Sunday, April 25, 2010

Latino Writers Collective Brings Noted Writer and Activist to Kansas City

An Evening with Luis J. Rodriguez

Thursday, April 29, 2010
6:30pm @ Plaza Branch
RSVP now!

The Cuarta Página (Fourth Page) Reading Series will feature renowned writer and activist, Luis J. Rodriguez. Designed to showcase the work of Latino writers and provide role models for local youth, Cuarta Página is coordinated by the Latino Writers Collective.

The series will bring in nationally known poet, memoirist, and fiction writer, Luis J. Rodriguez, at 6:30 p.m., Thursday, April 29, to the Kansas City Library’s Plaza Branch, 4801 Main., for a reception (before the reading at 6:00 p.m.), reading, and book signing. Luis J. Rodriguez is convinced that a writer can change the world. It was through education and the power of words that Rodriguez made his own way out of poverty and despair in the barrio of East LA, breaking free from years of violence as an active gang member. Achieving success as an award-winning Chicano poet, he was sure the streets would haunt him no more — until his young son joined a gang himself. Rodriguez fought for his child by telling his own story in the bestseller Always Running: La Vida Loca, Gang Days in L.A., a vivid memoir that explores the motivation of gang life and cautions against the death and destruction that inevitably claim its participants. Always Running earned a Carl Sandburg Literary Award and was designated a New York Times Notable Book; it has also been named by the American Library Association as one of the nation’s 100 most censored books. The Los Angeles Times Book Review says, Rodriguez is a relentless truth-teller, an authentic visionary, a man of profound compassion… he never allows us to forget that the rescue of young people is also ‘a spiritual quest.’” He was recently featured on NBC Nightly News as a newsmaker making a difference. (Links to videos below.)

http://www.msnbc.msn.com/id/3032619/ns/nightly_news-latest/#34661781

http://www.msnbc.msn.com/id/3032619/ns/nightly_news-latest/#34661936

http://www.msnbc.msn.com/id/3032619/ns/nightly_news-latest/#34661970

Rodriguez is the author of several collections of poetry, most recently My Nature is Hunger: New and Selected Poems 1989-2004 (Curbstone Press). His poetry has won a Poetry Center Book Award and a PEN/Josephine Miles Literary Award, among others. His bilingual books for children, America Is Her Name and It Doesn't Have To Be This Way: A Barrio Story, have won several awards including a Patterson Young Adult Book Award and a Parent’s Choice Book Award. He is also the author of Hearts and Hands: Creating Community in Violent Times and a novel, Music of the Mill. He has also received a Lila Wallace-Reader’s Digest Writers’ Award, a Lannan Fellowship for Poetry, a Hispanic Heritage Award for Literature, a California Arts Council fellowship and several Illinois Arts Council fellowships. He was one of 50 leaders worldwide selected as “Unsung Heroes of Compassion,” presented by the Dalai Lama.
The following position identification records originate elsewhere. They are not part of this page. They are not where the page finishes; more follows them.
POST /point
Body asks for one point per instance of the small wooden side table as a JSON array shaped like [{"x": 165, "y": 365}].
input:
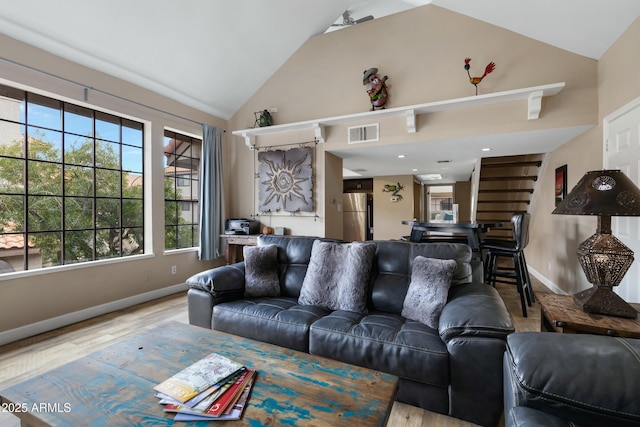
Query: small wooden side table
[{"x": 559, "y": 313}]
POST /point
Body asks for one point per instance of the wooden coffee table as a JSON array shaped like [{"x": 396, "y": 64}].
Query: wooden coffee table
[
  {"x": 113, "y": 387},
  {"x": 559, "y": 313}
]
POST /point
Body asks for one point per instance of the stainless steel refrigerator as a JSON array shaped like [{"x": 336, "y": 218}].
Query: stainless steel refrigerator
[{"x": 357, "y": 216}]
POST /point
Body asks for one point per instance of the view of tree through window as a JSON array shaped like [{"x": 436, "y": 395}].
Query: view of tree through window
[
  {"x": 71, "y": 183},
  {"x": 181, "y": 165}
]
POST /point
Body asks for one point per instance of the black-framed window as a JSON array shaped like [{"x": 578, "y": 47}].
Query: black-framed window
[
  {"x": 181, "y": 186},
  {"x": 71, "y": 182}
]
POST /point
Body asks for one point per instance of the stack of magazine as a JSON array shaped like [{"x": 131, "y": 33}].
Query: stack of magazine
[{"x": 213, "y": 388}]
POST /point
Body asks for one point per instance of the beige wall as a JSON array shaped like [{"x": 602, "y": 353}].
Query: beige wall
[
  {"x": 554, "y": 238},
  {"x": 422, "y": 51},
  {"x": 28, "y": 298}
]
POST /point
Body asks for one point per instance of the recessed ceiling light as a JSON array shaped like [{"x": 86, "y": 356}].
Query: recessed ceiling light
[{"x": 430, "y": 176}]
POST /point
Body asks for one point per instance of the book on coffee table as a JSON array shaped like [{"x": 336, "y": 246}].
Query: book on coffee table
[
  {"x": 234, "y": 412},
  {"x": 198, "y": 377}
]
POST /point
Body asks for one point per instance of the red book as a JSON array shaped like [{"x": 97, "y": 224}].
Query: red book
[{"x": 231, "y": 395}]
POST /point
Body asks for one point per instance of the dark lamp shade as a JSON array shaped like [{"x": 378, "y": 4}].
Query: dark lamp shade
[{"x": 602, "y": 192}]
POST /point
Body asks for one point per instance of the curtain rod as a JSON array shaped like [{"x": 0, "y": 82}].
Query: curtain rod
[{"x": 87, "y": 88}]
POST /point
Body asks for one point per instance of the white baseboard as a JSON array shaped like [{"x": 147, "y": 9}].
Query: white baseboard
[
  {"x": 80, "y": 315},
  {"x": 548, "y": 283}
]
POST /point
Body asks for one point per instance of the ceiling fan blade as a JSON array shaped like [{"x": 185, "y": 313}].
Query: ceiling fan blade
[{"x": 365, "y": 19}]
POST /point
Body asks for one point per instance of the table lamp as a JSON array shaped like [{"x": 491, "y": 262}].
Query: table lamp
[{"x": 604, "y": 259}]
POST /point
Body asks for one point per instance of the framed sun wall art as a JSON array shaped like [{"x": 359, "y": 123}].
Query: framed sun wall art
[
  {"x": 285, "y": 180},
  {"x": 561, "y": 184}
]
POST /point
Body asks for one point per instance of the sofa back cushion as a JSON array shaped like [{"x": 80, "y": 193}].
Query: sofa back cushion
[
  {"x": 393, "y": 266},
  {"x": 294, "y": 253}
]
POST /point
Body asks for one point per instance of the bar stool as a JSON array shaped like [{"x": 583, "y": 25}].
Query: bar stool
[{"x": 514, "y": 249}]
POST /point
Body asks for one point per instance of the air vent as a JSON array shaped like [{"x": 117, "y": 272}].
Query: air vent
[{"x": 366, "y": 133}]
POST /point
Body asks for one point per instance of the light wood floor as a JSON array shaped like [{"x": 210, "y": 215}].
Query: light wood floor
[{"x": 26, "y": 358}]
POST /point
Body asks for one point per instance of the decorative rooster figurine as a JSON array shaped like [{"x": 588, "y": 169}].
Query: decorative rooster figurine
[{"x": 476, "y": 80}]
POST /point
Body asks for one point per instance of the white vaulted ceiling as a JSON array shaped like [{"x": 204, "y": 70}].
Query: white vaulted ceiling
[{"x": 214, "y": 54}]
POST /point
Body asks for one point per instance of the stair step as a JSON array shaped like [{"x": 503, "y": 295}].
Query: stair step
[
  {"x": 507, "y": 190},
  {"x": 510, "y": 178},
  {"x": 505, "y": 201}
]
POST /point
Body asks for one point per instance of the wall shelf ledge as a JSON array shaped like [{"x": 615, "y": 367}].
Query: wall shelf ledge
[{"x": 533, "y": 96}]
Co-founder of Chicago’s Guild Complex, one of the largest literary arts organizations in the Midwest; Rock a Mole (rhymes with guacamole) Productions which produces music and art festivals, CDs and film; Youth Struggling for Survival, a Chicago-based non-profit community group working with gang and non-gang youth, and the small poetry publishing house Tia Chucha Press, part of Tia Chucha's Café & Centro Cultural—a bookstore, coffee shop, art gallery, performance space, and workshop center in Los Angeles, Rodriguez is currently working on a new memoir, titled, A Borrowing of Bones: A Writer's Odyssey through Love, Addictions, Revolution, and Healing due in late 2010/early 2011.

Seating for this event is limited and reservations are required. RSVP now!

The series is co-sponsored by BkMk Press, Guadalupe Centers, Inc., Kansas City Public Library, Kansas City Hispanic News, Kansas Hispanic & Latino American Affairs Commission, Letras Latinas, Mattie Rhodes Latino Cultural Arts Division, Park University, Rockhurst University, and The Writers Place. The series is made possible in part by funding from the Missouri Arts Council, a state agency.